Julho, 2003
O mínimo que se espera de um cronista é que ele saiba escolher assuntos que mereçam crônica. O problema é quando o assunto que não merece crônica embirra e não desocupa a moita. Não sei como agem cronistas sérios em tal situação. Eu, sem nome a zelar, pego o assunto que não merece crônica e faço uma crônica que não merece leitura. É o que acontece agora. Avisei, hem.
Olha, se não bebesse tanto, o carioca do
Méier, nosso amigo Caju, ainda estaria vivo. Passava o dia e boa parte da noite
num boteco do Catete, tranquilo, tranquilo, sentado num banquinho redondo,
daqueles altos de balcão de lanchonete, bicando cerveja e esticando conversa.

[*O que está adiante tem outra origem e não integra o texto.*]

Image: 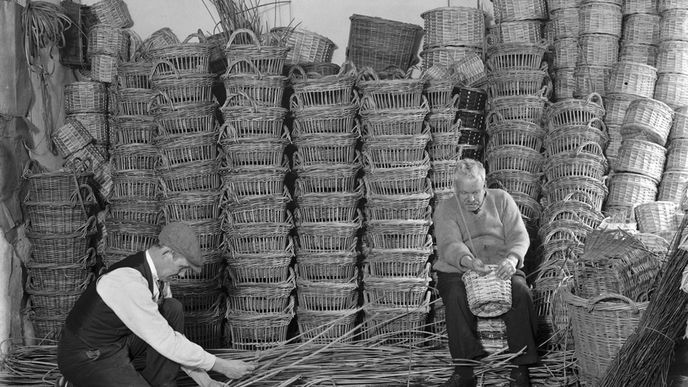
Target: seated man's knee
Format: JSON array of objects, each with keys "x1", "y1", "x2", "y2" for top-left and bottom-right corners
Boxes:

Isto, lá pelos anos 60. Nós, estudantes da
república “Solar do Outeiro”, na Glória, ao sairmos pela manhã, já topávamos o Caju
no bar do Caçapa em pleno desjejum etílico. No fim do dia, quando a gente
voltava, o homem continuava lá, firme, repetindo gestos, assuntando a rua. Mais
ou menos os mesmos casos, as mesmas piadas e companhias que também variavam pouco.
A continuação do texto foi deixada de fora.